Рох Святой за труды конфисковал в пользу Зеленой Мисы трех волов и бочку вина и взял на себя заботу о девяти пленных и одном убитом. Вторую бочку с вином и одного вола он великодушно оставил волчиндольцам, да еще пятерых вооруженных гоштачан — конечно, приказав кормить и поить их. Пленных он велел попарно связать цепочкой для волов. Расплата будет произведена в Зеленой Мисе — в подвале нотариата. Посмотрит еще Рох Святой, какой выкуп внесет Блатница за своих пленных.

Урбан Габджа — единственный человек, с которым хоть немного считается Рох Святой, — выговорил для Волчиндола еще одного вола, шепнув зеленомисскому старосте, что в таком случае волчиндольцы будут полностью удовлетворены.
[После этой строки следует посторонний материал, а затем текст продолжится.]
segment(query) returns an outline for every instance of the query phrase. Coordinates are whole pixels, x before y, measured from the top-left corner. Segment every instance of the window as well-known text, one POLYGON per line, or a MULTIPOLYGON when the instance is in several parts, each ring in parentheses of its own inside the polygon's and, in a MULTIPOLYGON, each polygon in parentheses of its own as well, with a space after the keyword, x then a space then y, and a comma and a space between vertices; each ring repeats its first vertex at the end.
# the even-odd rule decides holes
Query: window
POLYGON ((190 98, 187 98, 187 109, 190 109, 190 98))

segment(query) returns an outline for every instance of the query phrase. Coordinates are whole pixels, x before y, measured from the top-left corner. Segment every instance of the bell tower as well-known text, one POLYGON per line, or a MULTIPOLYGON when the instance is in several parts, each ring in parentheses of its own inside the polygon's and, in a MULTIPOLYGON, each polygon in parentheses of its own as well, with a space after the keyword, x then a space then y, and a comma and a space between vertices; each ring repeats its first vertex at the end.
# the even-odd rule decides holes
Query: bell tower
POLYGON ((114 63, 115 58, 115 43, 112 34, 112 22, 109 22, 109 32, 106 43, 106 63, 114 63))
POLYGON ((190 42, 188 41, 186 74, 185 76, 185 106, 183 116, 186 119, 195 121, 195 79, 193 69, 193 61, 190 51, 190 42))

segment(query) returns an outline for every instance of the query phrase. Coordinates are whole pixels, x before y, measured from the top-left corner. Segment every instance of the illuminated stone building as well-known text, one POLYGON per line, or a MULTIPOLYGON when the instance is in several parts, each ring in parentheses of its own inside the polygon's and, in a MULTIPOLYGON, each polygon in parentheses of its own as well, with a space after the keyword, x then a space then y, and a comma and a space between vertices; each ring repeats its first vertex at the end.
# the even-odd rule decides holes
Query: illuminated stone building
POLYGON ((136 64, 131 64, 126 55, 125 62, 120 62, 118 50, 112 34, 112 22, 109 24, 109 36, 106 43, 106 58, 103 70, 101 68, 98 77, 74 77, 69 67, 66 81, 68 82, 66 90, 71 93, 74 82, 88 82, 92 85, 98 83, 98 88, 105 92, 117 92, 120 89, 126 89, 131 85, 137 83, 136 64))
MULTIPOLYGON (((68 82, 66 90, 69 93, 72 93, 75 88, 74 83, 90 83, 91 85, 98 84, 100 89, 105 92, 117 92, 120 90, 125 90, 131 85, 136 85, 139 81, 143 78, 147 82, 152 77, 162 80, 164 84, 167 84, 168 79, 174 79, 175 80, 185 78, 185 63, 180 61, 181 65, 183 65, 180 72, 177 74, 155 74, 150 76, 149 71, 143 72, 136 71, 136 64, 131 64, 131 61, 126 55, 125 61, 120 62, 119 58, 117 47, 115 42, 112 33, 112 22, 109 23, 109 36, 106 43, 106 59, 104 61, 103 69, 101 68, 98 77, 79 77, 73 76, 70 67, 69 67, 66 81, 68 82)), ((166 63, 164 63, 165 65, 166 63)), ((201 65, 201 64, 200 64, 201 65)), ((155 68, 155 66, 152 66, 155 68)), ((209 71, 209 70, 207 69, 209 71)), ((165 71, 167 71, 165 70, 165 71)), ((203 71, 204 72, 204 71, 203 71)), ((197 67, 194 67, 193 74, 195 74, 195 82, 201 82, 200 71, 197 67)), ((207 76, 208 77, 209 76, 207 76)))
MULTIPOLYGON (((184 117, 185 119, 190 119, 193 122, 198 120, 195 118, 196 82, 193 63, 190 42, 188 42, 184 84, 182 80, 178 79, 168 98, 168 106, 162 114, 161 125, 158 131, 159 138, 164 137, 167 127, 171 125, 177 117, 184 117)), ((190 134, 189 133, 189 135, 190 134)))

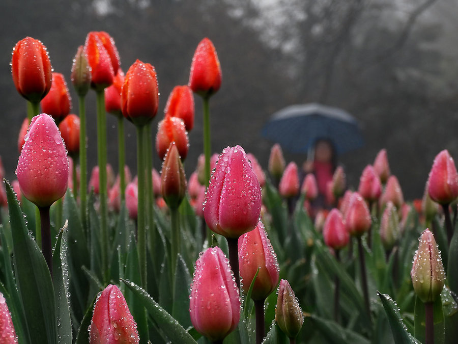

Рох похлопал зятя по плечу и согласился. Он не хочет второй раз сердить Кристину. Он за мир в семье.

Таким образом, из всей этой истории Волчиндол вышел с хорошей прибылью, потому что два вола всегда дороже бочки вина. И на другой день Урбана Габджу единогласно выбрали старостой Волчиндола, потому что Венделин Бабинский, после того как мать учителя промыла и перевязала его раненое бедро, заявил, что он больше не чувствует себя старостой.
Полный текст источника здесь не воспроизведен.